The theory of eugenics is as old as Aristotle. It appears the fourth century BCE philosopher had suggested that ‘men should tie their left testicles prior to intercourse if they wanted a male child’! In ‘The case against perfection: ethics in the age of genetic engineering’ (2007), Michael J. Sandel discussed both the pros and cons of genetic engineering. As societies evolve, old mores give way to new norms. Sandel cites a character from the 1981 British historical film, ‘Chariots of Fire’. It was the story of two athletes, Eric Liddell, a devout Scottish Christian and Harold Abrahams, an English Jew who competed in the 1924 Paris Olympics. Prior to 1924, employing professional coaches for training to compete in amateur sport was scoffed at. It was considered ‘ungentlemanly’. Abrahams defied the custom as he felt that it was just a cover for anti-Semitism. The point being made is that today employing coaches is an accepted norm. In fact it is unimaginable for any athlete to go into high level competitions without a personal trainer.
Much of the opposition to genetic engineering stems from the negative connotations associated with eugenics. The objective of eugenics was to increase the proportion of healthy and intelligent individuals in the general population. Conversely the poor and unhealthy were prevented from conceiving by forced sterilisation. It is generally assumed that forced sterilisations as a measure of eugenics were practised only in Nazi Germany. According to a report published in the website PsychCentral.com, by the 1930s thirty states in the USA had sterilisation laws. Between 1927 when Carrie Buck, the first victim of the Virginia sterilisation law was sterilised and the 1970s, 65,000 Americans with ‘mental illness or developmental disabilities’ were sterilised. When the Buck case reached the Supreme Court, Justice Oliver Wendell Holmes ruled:
“It is better for all the world, if instead of waiting to execute degenerate offspring for crime or to let them starve for their imbecility, society can prevent those who are manifestly unfit from continuing their kind…Three generations of imbeciles are enough.” (See , Accessible from http://bit.ly/2mZHs8Q).
To forestall genetic engineering for ethical considerations amounts to throwing the baby out with the bathwater.
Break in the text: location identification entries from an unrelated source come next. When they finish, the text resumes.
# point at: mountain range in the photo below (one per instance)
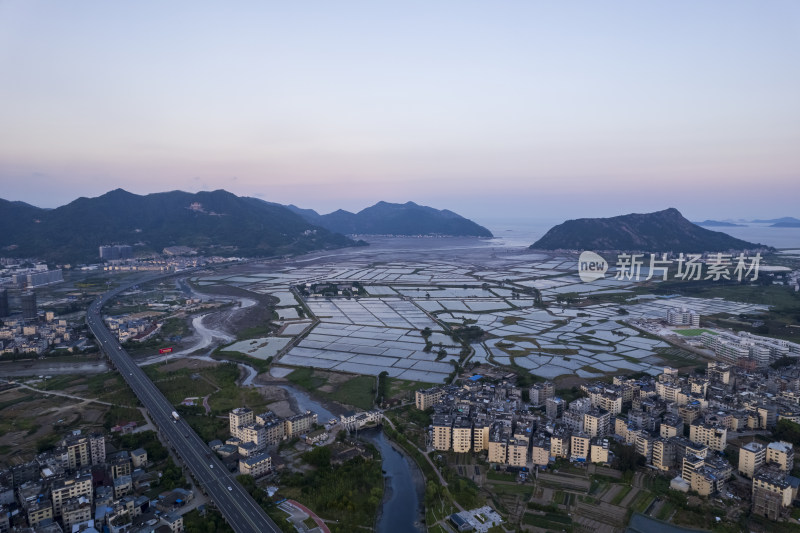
(662, 231)
(385, 218)
(214, 222)
(783, 222)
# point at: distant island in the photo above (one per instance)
(776, 221)
(211, 222)
(385, 218)
(718, 223)
(662, 231)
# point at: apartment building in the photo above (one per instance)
(256, 465)
(713, 436)
(426, 398)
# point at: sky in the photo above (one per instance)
(502, 109)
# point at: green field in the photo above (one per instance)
(358, 391)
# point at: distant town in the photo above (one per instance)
(516, 396)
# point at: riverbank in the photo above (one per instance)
(402, 507)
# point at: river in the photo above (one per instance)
(402, 508)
Scientists believe that the key to finding remedies for diseases like thalassemia and cancer is in genetic engineering.
When the banking industry introduced information technology tools in the 1980s doomsday predictors hollered that it would lead to thousands going out of employment. We live in a world of over the counter (OTC) remedies and food supplements for growth and beauty enhancement. Not an hour passes when we don’t see bamboozling advertisements about them on television. Bariatric surgery and cosmetic surgery for beauty enhancement are fairly common with only the cost being the limiting factor. Would it be the only limiting factor for ‘made to order babies’ too? Or are ethics involved?
Should we in the end accept and live with advances in genetic engineering or heed the warning of Mary Shelly and Aldous Huxley about ‘Promethean hubris’? The last word in the debate is yet to be pronounced!